Choosing a memory adapter

AdapterIn-memoryPersistentRetrieval
WindowMemoryYesNoRecency + role filter
SummaryMemoryYesNoRecency; summarizes older records
VectorMemoryYesNoSemantic similarity
MarkdownFileMemoryYes (bounded)YesRecency + role filter
Start with WindowMemory for most agents. Switch to MarkdownFileMemory if you need persistence across restarts, or VectorMemory when you want the agent to recall semantically relevant past observations rather than just recent ones.
GoalHistoryMemory
Small pattern demosWindowHistorynone or WindowMemory
Medium coding agentsHistoryPolicy + default window or TokenBudgetSummaryHistoryWindowMemory or SummaryMemory
Long-running coding agentsCompactHistoryMarkdownFileMemory or SummaryMemory
Search/research agentsTokenBudgetSummaryHistory or CompactHistoryVectorMemory

Observe context behavior with qita

History and compaction are not meant to be invisible.
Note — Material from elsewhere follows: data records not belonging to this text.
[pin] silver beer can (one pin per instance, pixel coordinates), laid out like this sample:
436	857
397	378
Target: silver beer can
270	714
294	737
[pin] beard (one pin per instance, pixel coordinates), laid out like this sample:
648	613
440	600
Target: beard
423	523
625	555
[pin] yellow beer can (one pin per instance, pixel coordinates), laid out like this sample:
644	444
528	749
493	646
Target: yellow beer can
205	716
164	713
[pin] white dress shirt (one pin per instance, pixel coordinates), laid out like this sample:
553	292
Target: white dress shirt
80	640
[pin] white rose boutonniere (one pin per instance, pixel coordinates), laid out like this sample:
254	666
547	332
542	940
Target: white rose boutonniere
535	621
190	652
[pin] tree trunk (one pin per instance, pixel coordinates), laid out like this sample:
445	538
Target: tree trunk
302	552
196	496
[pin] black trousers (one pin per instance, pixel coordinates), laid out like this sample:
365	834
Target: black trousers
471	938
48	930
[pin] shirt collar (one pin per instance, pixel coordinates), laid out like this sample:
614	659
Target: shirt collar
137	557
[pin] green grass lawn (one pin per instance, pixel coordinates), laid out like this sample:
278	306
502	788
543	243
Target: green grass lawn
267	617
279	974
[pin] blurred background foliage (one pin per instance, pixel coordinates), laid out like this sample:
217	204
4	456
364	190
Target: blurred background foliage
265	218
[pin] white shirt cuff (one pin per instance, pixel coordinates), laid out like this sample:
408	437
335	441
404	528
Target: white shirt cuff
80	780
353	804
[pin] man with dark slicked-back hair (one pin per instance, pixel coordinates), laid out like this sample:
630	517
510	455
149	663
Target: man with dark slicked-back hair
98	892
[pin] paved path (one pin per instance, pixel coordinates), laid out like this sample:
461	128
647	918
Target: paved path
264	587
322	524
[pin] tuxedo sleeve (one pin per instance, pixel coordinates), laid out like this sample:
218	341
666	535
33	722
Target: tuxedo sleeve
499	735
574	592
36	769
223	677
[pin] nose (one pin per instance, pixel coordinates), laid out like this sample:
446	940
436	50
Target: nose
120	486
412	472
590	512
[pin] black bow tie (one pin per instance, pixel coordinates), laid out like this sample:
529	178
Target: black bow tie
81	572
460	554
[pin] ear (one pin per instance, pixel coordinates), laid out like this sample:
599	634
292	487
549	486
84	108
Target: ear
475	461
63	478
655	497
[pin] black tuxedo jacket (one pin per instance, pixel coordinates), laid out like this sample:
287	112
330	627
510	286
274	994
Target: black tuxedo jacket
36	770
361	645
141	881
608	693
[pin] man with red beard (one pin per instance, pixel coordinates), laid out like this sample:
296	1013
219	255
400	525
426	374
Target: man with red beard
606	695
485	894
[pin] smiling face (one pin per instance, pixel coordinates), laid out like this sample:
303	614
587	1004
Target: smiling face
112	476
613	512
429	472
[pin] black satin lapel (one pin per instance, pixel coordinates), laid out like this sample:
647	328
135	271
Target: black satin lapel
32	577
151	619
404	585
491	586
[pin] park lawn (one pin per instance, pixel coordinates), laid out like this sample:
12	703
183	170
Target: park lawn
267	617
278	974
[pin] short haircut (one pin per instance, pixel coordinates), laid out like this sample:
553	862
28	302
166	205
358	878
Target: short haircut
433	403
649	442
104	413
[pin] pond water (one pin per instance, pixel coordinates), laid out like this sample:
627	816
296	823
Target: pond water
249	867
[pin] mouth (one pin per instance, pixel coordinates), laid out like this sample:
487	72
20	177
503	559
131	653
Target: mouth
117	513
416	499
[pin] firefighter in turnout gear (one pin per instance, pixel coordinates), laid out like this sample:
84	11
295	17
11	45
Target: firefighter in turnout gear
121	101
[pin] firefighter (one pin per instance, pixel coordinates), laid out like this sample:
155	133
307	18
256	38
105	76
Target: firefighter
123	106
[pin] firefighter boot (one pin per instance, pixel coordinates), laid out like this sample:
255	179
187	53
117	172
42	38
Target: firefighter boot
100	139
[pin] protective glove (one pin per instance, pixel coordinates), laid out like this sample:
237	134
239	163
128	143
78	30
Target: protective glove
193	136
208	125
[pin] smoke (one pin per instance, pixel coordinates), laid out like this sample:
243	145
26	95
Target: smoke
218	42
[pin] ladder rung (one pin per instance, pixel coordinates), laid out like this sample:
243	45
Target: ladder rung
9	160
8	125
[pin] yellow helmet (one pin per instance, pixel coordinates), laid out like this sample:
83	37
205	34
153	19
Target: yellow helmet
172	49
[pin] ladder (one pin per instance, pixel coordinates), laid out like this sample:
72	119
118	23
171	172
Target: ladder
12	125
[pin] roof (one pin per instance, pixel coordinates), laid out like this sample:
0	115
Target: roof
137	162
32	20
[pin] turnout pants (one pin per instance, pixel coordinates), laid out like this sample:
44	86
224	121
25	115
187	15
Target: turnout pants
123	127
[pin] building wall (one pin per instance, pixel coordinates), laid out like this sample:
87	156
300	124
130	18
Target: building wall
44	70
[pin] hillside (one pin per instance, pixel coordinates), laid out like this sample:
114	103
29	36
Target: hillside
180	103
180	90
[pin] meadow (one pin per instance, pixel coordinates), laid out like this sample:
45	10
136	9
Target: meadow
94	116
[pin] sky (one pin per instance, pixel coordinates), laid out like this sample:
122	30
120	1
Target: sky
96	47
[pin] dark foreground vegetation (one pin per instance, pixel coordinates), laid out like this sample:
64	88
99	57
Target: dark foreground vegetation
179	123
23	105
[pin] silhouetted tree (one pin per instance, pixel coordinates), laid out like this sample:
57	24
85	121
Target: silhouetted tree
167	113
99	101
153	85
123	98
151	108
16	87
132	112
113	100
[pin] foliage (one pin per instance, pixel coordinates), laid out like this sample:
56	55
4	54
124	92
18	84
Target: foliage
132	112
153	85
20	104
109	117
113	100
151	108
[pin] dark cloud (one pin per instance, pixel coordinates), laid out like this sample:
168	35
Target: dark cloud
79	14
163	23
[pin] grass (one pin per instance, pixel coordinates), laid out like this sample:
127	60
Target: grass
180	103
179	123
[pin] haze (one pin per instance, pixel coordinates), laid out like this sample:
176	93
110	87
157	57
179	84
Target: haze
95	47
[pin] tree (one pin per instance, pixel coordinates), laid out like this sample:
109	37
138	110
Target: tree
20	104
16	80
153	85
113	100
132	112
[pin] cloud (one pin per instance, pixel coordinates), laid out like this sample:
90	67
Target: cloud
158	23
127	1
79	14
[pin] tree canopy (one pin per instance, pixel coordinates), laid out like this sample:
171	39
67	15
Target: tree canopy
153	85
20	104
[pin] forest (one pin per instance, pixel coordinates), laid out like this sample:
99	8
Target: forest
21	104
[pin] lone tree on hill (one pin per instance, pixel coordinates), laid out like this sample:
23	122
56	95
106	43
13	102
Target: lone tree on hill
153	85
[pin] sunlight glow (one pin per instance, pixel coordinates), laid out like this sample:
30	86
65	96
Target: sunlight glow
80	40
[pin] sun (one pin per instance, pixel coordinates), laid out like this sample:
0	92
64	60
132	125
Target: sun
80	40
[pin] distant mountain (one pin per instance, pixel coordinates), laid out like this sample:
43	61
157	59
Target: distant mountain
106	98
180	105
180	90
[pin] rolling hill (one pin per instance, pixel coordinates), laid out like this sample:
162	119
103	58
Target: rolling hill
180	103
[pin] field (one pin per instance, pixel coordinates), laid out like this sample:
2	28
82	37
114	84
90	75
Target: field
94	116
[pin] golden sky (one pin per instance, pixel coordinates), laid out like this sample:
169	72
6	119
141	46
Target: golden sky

In long-running agents, inspect your runs with qita and look for:
  • context-history warning events
  • summary or compaction events
  • whether later steps lose important constraints
  • whether your chosen memory adapter is preserving the right artifacts
That is the research workflow QitOS is designed to support: tune context behavior, then inspect it as part of the run itself.